I’m trying very hard not to continually obsess about working on the red truck. The weather has been unusually warm this week and it’s all I can do not to ditch work and go attack something with the angle grinder. I’ve got a long list of tasks to accomplish before I can really get into things, but the important stuff is being handled: I sent a package of documents to the Vermont DMV so that I can get a registration back from them; with that (and the Vermont plates) I can then go to the Maryland DMV and transfer the registration to a legal Maryland title.

I had some time between the end of the workday and sunset today to get into the Travelall and start cleaning things out. I was pleasantly surprised at how much I was able to get rid of and how good things actually look underneath. The first order of business was to put some new shoes on the front; she’s been sitting on jackstands since Tuesday and it really makes the whole place look redneck. I picked up the tires and had them back on the hubs in about ten minutes; a set of General Grabber LT’s in the correct size really make things look much better.

In an effort to make it look better sitting in the driveway, I reached out to a guy on Marketplace with a 1965-66 grille in really good shape and arranged to buy it and have it shipped from Buffalo. With some clean chrome it’ll look much less derelict. It’s not the correct grille but it’ll do for now until I can source the right one (which is concave and which I actually prefer).

I’d started last weekend tearing out all the upholstery and it was pretty easy to continue. First I bagged up as much of the loose crap as possible and made a pile of the bigger stuff on the driveway. Continuing up to the front of the cabin I got the rest down off the edges of the cab roof and pulled the headliner down in sections. The carpet over the wheel wells came off pretty cleanly—I’m lucky it was cold this evening because the glue basically just gave up. The rear carpet came off the floor in one sheet. I unscrewed and removed both of the trap doors behind the front seats.

Up in the cab I used a utility knife to cut the rubber floormat out completely to get my first good look at the cab floor. Both sides have been patched at some point; the passenger side is worse. It’s rusted through in one place that I can see, right in the center. I used a shop-vac to get all the loose paint and rust out. The driver’s side has some kind of patch material over the metal that I can’t identify, so more research will need to be done there. The transmission tunnel looks to be in great shape.

Travelalls have wooden floors over the rear section—it’s a sheet of (probably) 3/4 plywood covered in rubber sheeting of some kind. This rubber is disintegrating in strips of 1″x3″ or so and will need to be scraped out, probably with the aid of some heat.

As I mentioned earlier, the wheel well is in fantastic shape for an East Coast truck: there’s some rust there and I can see daylight through one of the seams, but it’s not completely missing.

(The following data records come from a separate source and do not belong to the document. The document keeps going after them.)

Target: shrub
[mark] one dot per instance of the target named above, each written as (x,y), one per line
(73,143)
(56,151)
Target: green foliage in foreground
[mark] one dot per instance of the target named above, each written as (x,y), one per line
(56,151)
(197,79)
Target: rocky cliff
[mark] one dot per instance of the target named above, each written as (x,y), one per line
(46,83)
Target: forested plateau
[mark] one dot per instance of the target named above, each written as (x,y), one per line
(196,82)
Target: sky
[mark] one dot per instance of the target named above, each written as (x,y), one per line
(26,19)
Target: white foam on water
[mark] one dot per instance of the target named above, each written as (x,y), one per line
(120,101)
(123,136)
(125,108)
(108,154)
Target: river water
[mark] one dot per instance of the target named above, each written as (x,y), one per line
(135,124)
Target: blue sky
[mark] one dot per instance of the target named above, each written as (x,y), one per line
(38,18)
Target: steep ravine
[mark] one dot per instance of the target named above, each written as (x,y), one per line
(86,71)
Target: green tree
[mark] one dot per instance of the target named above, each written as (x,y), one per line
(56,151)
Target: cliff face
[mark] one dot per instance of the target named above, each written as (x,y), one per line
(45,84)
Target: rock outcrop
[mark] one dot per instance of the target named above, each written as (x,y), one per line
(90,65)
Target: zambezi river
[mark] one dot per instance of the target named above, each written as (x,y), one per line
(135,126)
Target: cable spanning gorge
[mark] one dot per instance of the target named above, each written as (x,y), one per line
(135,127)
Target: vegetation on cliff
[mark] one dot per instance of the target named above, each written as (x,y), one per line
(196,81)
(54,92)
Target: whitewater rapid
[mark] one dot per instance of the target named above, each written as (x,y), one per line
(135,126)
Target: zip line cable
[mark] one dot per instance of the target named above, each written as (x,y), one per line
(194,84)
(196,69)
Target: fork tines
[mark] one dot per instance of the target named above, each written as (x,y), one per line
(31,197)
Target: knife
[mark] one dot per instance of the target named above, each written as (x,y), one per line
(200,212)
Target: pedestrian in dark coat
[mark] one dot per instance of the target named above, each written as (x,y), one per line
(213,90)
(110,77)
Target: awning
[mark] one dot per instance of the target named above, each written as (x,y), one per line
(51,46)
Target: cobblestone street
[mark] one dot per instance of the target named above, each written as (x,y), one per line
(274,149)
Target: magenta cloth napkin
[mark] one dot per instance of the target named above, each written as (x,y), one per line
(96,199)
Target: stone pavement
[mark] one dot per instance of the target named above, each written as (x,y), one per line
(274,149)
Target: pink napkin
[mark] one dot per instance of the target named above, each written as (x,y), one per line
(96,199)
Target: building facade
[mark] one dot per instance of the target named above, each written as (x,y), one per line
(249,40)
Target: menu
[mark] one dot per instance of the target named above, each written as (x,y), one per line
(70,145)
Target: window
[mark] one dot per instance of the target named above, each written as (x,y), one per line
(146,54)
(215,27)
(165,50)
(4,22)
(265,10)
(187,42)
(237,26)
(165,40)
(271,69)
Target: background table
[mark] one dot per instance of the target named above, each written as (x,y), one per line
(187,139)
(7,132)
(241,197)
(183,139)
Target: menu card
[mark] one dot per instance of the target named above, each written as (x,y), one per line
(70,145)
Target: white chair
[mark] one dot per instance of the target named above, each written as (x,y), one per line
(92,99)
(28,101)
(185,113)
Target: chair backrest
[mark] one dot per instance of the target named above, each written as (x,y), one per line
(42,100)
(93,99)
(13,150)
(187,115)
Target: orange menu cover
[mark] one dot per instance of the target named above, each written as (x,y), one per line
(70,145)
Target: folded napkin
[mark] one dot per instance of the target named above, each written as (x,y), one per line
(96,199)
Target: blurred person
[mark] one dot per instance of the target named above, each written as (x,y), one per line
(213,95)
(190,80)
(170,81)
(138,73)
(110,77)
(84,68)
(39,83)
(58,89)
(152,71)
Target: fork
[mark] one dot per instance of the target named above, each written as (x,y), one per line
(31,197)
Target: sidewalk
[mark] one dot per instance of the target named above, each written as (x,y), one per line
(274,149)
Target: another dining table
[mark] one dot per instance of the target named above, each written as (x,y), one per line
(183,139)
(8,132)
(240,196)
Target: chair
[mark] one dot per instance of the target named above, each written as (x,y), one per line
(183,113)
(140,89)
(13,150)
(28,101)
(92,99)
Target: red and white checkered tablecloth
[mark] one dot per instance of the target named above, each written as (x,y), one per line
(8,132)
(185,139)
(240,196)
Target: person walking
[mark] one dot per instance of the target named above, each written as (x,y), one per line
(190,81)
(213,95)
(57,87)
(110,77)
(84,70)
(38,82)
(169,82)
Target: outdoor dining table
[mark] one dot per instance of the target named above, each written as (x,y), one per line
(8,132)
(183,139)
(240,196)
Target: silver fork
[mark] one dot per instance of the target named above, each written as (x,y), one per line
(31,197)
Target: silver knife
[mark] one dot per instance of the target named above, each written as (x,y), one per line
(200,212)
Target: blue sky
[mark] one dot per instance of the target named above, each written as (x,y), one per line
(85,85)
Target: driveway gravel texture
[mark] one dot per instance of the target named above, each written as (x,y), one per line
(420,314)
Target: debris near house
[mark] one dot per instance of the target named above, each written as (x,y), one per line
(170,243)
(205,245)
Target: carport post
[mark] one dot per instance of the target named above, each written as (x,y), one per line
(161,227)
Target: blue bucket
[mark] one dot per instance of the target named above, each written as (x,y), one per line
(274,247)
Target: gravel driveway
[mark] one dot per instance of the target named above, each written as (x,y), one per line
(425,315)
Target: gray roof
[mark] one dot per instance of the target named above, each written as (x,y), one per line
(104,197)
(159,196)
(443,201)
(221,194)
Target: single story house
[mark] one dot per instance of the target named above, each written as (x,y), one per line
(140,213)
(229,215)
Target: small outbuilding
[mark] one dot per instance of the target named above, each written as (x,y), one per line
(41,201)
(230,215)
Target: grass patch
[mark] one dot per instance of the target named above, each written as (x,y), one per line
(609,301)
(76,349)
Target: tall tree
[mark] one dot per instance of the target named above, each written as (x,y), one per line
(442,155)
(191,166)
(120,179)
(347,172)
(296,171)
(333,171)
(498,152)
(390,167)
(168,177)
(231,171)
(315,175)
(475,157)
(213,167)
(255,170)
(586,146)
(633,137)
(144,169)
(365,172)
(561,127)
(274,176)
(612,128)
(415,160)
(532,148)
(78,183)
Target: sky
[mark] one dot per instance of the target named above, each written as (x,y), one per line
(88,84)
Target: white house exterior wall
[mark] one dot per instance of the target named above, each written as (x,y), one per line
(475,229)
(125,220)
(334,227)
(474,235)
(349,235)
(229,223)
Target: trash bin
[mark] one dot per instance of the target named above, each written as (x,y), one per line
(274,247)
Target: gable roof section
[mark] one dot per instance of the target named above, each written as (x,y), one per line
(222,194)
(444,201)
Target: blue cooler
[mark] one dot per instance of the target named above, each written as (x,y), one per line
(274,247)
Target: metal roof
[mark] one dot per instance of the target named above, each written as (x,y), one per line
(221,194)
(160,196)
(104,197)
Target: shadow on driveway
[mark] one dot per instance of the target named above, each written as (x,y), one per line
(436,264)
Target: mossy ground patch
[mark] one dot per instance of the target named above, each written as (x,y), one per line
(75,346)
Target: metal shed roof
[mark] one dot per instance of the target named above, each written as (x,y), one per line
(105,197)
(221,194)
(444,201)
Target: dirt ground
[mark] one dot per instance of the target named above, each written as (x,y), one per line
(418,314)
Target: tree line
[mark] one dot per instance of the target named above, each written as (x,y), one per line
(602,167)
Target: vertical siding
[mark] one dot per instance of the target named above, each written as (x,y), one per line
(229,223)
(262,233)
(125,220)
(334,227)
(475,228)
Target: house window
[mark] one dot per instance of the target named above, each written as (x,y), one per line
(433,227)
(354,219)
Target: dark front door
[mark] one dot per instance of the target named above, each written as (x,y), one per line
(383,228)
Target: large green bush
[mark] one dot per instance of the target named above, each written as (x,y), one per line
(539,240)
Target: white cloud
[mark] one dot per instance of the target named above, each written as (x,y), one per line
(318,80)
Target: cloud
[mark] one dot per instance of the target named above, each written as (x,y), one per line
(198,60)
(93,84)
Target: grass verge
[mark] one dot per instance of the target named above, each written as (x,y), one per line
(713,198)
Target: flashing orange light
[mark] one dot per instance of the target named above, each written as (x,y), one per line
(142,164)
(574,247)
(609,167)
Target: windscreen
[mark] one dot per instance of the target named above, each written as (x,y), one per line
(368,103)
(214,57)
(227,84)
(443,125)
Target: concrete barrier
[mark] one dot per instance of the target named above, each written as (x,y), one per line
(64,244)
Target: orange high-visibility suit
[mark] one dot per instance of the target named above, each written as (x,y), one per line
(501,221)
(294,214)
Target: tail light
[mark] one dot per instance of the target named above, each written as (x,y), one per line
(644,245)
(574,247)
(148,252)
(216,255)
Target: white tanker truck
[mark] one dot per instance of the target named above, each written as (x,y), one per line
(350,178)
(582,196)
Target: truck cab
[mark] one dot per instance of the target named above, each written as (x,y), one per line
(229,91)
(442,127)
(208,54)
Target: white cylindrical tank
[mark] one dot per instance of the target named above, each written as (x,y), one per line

When that was all done I washed the rest of the grime off the windows and got all the debris ready for a trip to the dump. It’s good to see what we’re dealing with and now I can start listing and subdividing the tasks.

I’ve been organizing a work day at the house and reached out to a bunch of local IH friends. There are several who can’t make it but want to get together this year, so I’m going to take on the role of coordinator again and see if I can get some regular meetups happening. The core group of Bennett, Brian, and Brian will be here for the day, and an old acquaintance Will will stop by with his kids for a quick visit. Will was the guy who had a gorgeous 1968 Travelall he offered me back n 2014 when I wasn’t ready to take it on, but look back upon and wish I’d bought.

I also joined a Facebook group for 1957-1968 Travelalls (called Round Body Travelalls) and I’m waiting to be approved; hopefully there are some good leads on parts and tips for working on them to be found. I posted a new build thread on the Binder Planet but haven’t gotten much response yet; I think I’ve got to show some progress.